2FA zk-rollups using SGX

TLDR: We suggest using SGX as a pragmatic hedge against zk-rollup SNARK vulnerabilities.

Thanks you for the feedback, some anonymous, to an early draft. Special thanks to the Flashbots and Puffer teams for their insights.

Construction

Require two state transition proofs to advance the on-chain zk-rollup state root:

  1. cryptographic proof: a SNARK
  2. 2FA: an additional SGX proof

SGX proofs are generated in two steps:

  1. one-time registration: An SGX program first generates an Ethereum (pubkey, privkey) pair. This keypair is tied to a specific SGX enclave, and only signs valid state transitions (pre_state_root, post_state_root, block_root). The pubkey is registered on-chain by verifying an SGX remote attestation which attests to the pubkey being correctly generated.
  2. proving: After registration the SGX program runs the rollup state transition function to sign messages of the form (pre_state_root, post_state_root, block_root). These SGX proofs are verified on-chain by checking signatures against the registered pubkey.

Context

Early zk-rollups are prone to SNARK soundness vulnerabilities from circuit or proof system bugs. This is concerning because:

  1. complexity: The engineering of zk-rollups is particularly complex. Even bridges, an order of magnitude less complex than rollups, are routinely hacked.
  2. value secured: The value secured by leading zk-rollups is expected to become significantly higher than that of today’s bridges.

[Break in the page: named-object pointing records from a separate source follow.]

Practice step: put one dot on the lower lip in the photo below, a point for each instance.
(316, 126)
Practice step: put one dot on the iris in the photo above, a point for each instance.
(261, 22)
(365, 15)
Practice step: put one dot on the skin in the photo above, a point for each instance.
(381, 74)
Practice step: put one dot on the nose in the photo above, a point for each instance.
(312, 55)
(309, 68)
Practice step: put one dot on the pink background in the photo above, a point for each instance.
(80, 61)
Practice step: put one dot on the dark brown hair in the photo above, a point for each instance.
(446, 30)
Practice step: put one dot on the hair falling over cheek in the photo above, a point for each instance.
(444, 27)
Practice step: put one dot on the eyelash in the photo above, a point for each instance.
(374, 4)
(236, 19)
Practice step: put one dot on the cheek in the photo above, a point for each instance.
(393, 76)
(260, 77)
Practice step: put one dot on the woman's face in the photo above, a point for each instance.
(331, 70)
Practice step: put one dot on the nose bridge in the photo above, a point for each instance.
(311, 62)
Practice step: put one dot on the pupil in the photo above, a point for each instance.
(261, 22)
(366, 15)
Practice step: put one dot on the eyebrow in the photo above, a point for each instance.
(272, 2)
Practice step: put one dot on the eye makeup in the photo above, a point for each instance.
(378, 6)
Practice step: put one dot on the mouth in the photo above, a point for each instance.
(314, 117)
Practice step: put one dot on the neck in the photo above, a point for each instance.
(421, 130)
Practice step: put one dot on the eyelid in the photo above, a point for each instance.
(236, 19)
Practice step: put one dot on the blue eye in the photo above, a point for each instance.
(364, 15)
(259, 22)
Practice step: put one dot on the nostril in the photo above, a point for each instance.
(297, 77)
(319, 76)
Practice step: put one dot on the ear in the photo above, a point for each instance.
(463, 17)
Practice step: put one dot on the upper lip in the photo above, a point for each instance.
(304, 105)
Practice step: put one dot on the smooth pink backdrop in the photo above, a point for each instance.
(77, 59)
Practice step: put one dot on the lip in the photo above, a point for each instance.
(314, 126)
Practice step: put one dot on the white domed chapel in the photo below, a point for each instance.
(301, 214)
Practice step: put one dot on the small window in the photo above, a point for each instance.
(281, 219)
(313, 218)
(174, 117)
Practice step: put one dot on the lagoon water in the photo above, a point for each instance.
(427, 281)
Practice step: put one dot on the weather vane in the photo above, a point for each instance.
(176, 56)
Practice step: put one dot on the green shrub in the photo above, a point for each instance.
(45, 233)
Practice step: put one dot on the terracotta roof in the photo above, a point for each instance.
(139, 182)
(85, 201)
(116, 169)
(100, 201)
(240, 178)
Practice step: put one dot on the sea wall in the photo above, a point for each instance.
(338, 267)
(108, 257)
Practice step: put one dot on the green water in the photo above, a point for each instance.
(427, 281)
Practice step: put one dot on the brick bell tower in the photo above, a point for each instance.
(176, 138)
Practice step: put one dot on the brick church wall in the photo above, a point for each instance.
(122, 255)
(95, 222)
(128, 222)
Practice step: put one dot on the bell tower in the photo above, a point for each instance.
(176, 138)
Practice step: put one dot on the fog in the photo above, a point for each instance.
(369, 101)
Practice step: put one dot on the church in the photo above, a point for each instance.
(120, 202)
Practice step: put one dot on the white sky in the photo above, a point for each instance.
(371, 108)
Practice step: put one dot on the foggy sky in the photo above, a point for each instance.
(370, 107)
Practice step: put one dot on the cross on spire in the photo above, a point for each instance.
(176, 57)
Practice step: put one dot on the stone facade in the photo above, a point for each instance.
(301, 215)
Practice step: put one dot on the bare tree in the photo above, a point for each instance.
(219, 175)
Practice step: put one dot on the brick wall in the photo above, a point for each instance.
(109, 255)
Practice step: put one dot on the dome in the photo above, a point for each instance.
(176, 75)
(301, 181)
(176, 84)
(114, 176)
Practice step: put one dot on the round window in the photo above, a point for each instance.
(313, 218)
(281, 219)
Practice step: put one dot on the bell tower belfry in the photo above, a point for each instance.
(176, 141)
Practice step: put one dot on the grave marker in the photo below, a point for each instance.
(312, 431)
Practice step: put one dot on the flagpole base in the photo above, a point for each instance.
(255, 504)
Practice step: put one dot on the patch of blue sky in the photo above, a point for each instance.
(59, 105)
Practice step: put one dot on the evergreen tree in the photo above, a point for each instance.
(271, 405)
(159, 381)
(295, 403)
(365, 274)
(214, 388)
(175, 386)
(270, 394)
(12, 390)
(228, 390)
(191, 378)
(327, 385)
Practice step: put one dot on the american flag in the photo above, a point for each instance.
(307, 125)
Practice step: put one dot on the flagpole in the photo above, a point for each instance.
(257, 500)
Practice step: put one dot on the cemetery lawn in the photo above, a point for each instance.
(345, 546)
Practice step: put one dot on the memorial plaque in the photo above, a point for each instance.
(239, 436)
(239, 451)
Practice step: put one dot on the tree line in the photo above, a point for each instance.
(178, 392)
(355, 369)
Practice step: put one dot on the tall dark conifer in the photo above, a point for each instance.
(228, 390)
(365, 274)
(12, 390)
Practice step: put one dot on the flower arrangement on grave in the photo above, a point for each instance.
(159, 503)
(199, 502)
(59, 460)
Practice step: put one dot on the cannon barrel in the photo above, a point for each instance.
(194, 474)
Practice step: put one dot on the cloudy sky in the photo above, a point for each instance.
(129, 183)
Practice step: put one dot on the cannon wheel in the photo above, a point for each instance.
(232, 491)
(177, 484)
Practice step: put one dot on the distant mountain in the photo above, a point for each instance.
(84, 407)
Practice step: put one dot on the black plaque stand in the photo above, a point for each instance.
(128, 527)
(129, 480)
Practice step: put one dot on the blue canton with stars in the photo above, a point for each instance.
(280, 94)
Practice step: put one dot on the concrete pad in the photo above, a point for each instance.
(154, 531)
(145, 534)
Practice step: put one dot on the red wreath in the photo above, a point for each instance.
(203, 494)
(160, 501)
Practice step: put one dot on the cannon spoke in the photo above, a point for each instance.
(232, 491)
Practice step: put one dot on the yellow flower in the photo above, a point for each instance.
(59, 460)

These large bounties may be a systemic risk for Ethereum.
  3. competition: The zk-rollup landscape is competitive, with first-mover advantages. This encourages zk-rollups to launch early, e.g. without multi-proofs. (See Vitalik’s presentation and slides on multi-proofs.)

Discussion

SGX 2FA is particularly attractive:

  • safety: There is no loss of safety to the zk-rollup—the additional requirement for SGX proofs is a strict safety improvement. Notice that the SGX enclaves do not handle application secrets (unlike, say, the Secret Network).
  • liveness: There is almost no loss of liveness. The registration step does require Intel to sign an SGX remote attestation but:
    • a) The specific SGX application Intel is providing a remote attestation for can be hidden from Intel. Intel would have to stop providing remote attestations for multiple customers to deny remote attestations for a targetted zk-rollup.
    • b) Hundreds of SGX enclaves can register a pubkey prior to the rollup launch. The currently registered pubkeys can generate SGX proofs even if Intel completely stops producing remote attestations for new registrations.
    • c) If required, rollup governance can remove the SGX 2FA.
  • gas efficiency: The gas overhead of verifying an SGX proof is minimal since only an Ethereum ECDSA signature is being verified on-chain (other than the one-time cost of verifying remote attestations).
  • latency: There is no additional proof latency—producing SGX proofs is faster than producing SNARKs. Notice that SGX 2FA provides little value to optimistic rollups which have multi-day settlement and can use governance to fix fraud proof vulnerabilities.
  • throughput: There is no loss of throughput. The Flashbots team has shown Geth can run at over 100M gas per second on a single SGX enclave. If necessary multiple SGX enclaves can work in parallel, with their proofs aggregated.
  • computational resources: The SGX computational resources can be minimal. When the state transition is run statelessly (e.g. see minigeth) there is no need for an encrypted disk and minimal encrypted RAM is required.
  • simplicity: The engineering of SGX is easy relative to SNARK engineering. Geth can be compiled for Gramine with an 11-line diff. The Puffer team is working on a Solidity verifier for SGX remote attestations, supported by an Ethereum Foundation grant.
  • auditability: Auditing the 2FA should be relatively straightforward. The SGX proof verification logic is contained and the incremental smart contract risk from introducing SGX 2FA is minimal.
  • flexibility: Enclaves from non-Intel vendors (e.g. AMD SEV) can replace or be used in parallel to SGX enclaves.
  • bootstrapping: 2FA can be used alone—without SNARK verification—to bootstrap an incremental rollup deployment. (This would be similar to Optimism launching without fraud proofs.)
  • upgradability: The SGX proof verification logic is upgraded similarly to the SNARK verification logic. Previously registered pubkeys are invalidated and the definition of what constitutes a valid pubkey is changed by upgrading the remote attestation verification logic.
  • deactivation: SGX 2FA is removable even without governance. For example, the 2FA could automatically deactivate after 1559 days.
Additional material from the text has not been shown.